I went to a couple of concerts last week. Two of my favourite artists of recent years; both making their way, and getting better all the time. First, on Wednesday 2 May, was Catherine McGrath at Bush Hall, Shepherds Bush. Second, on Thursday 3 May, it was the turn of Gengahr at Koko, Camden. Bush Hall sold out; Koko close to it.

I’ve seen Catherine McGrath a few times since coming across her at Latitude last year. The most recent was her first headline show in London, at Camden Assembly in March this year. Bush Hall was a step up on that. And I’d say that this was the most confident I’ve seen her, and the band. Success begets success. Her debut album is due at the end of July, and there’s a promotional tour in September. That could be the real breakthrough moment – she certainly has the songs, the voice, the persona.
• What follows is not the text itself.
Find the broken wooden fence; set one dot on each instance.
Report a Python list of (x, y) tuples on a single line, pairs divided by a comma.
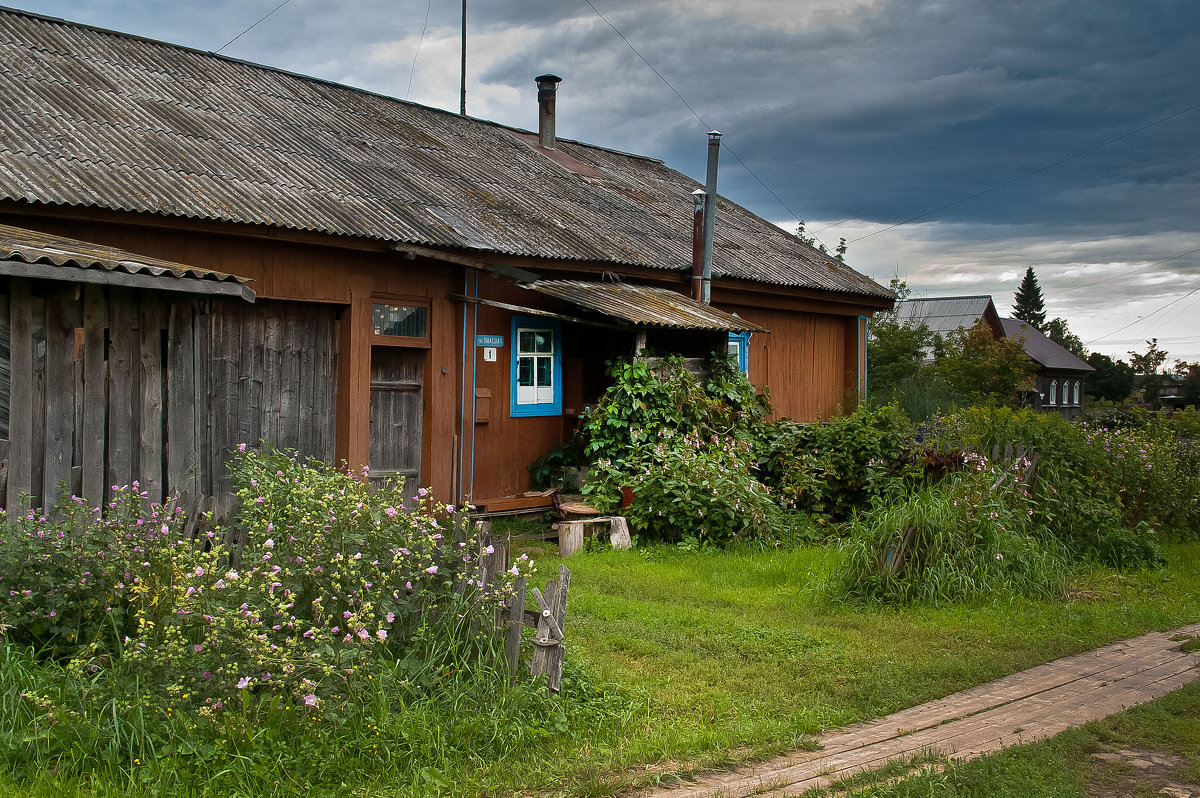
[(549, 619)]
One of the highlights of Wednesday’s show was the new single “Wild”. It’s a song that she was singing back in Latitude, but it has now been beefed up with Taylor Swift-style pop sheen. And she has now dropped the preamble – the story of the bloke who took her to a Coldplay and spent all his time texting his ex-girlfriend. It’s all there in the song anyway. Her introductions have always been endearing, but there were far fewer on Tuesday. The only two that survived were for “Cinderella”, her first Nashville song, and one of her loveliest tunes; and “Ellsworth”, a cover of a song by the country band Rascall Flatts. It’s a beautiful ballad, and one of the songs that got her into country music back in Northern Ireland. I found it the most moving moment of the concert on Tuesday.

She played all the top songs. “Just in Case” and “Starting from Now” were the openers. Hell Would Have to Freeze Over” was introduced with a smile as a “classic” (it is!), and the set closed with the celebratory and defiant “Talk of this Town”. She has reached the point now when she can ask the audience to sing the chorus – she is developing a real fanbase, and it is youthful. This augurs well for her future success.
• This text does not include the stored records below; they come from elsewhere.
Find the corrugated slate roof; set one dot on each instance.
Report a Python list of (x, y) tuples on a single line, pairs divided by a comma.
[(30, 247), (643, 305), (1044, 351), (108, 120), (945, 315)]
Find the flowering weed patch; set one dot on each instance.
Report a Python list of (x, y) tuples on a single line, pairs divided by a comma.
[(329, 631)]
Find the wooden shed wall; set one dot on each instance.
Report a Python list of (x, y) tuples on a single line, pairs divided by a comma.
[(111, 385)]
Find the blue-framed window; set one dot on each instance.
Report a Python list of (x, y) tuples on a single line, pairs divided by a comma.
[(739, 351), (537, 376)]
Catherine was was fulsome in her thanks to the audience for this being a sell-out show. She is still pinching herself about her success. But this, I think, is just he beginning. She is going to be big.
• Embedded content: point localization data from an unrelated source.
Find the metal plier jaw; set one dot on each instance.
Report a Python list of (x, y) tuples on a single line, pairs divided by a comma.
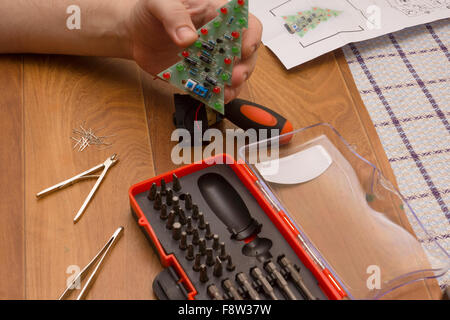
[(84, 175)]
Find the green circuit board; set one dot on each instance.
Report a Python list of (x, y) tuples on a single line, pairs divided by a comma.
[(207, 65)]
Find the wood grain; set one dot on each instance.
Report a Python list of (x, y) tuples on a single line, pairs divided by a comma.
[(60, 94), (11, 179), (321, 90)]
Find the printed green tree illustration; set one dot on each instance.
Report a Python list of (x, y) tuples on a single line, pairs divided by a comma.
[(304, 21)]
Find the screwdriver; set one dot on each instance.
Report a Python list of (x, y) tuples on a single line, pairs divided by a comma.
[(249, 115)]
Gengahr have just released their second album, “Where Wildness Grows”. I made their debut album, “A Dream Outside”, my top album of 2015. It was the best indie guitar album I’d heard since The Strokes’ first two albums in the early 2000s. And “Where Wildness Grows” may be even better.  It has a layered, incredibly melodic sound, with those bursts of wild guitar from John Victor, which work so brilliantly live. And of course, there are Felix Bushe’s distinctive falsetto vocals, which add a fragility to the melodies; and, with some of the guitar, give the music a psychedelic feel at times. The outstanding tune, on the first few listens, is “Carrion”, and live, it was awesome, the set closer. Pulsing beats and some magnificent guitar.

The concert on Wednesday had a great mix of both albums – they almost alternated between the two. I liked that: they weren’t just promoting the new album. And the band played with a real elan. They know they have made a superb second album, and are proud to be playing it. The crowd were really enthusiastic: again I sensed that they are developing a strong and dedicated following. Mostly people in their twenties, I’d say. I did feel rather in a minority age-wise, but was happy to be so.

So many highlights, but standouts included: “I’ll be Waiting”, “Mallory” and “Before Sunrise” from the new album, and “Heroine”, “She’s a Witch” (of course – still the singalong song) and a lovely “Lonely as a Shark” in the encore from the first – before the mighty “Carrion”.  There was also an interesting take on “Dark Star” from “A Dream Outside”. An instrumental normally, Felix now added vocals, and it worked well. A kind of breather, amid the euphoria. My only disappointment was that they didn’t play “Powder”, which has always been my favourite song. The best guitar wig-out of all. But you can’t have everything. This was a powerful, uplifting show. Gengahr are a very, very good band. And “Where Wildness Grows” will be vying for No 1 slot in my 2018 albums of the year.

So two very different concerts, but one thing in common: they have great futures ahead of them. They must!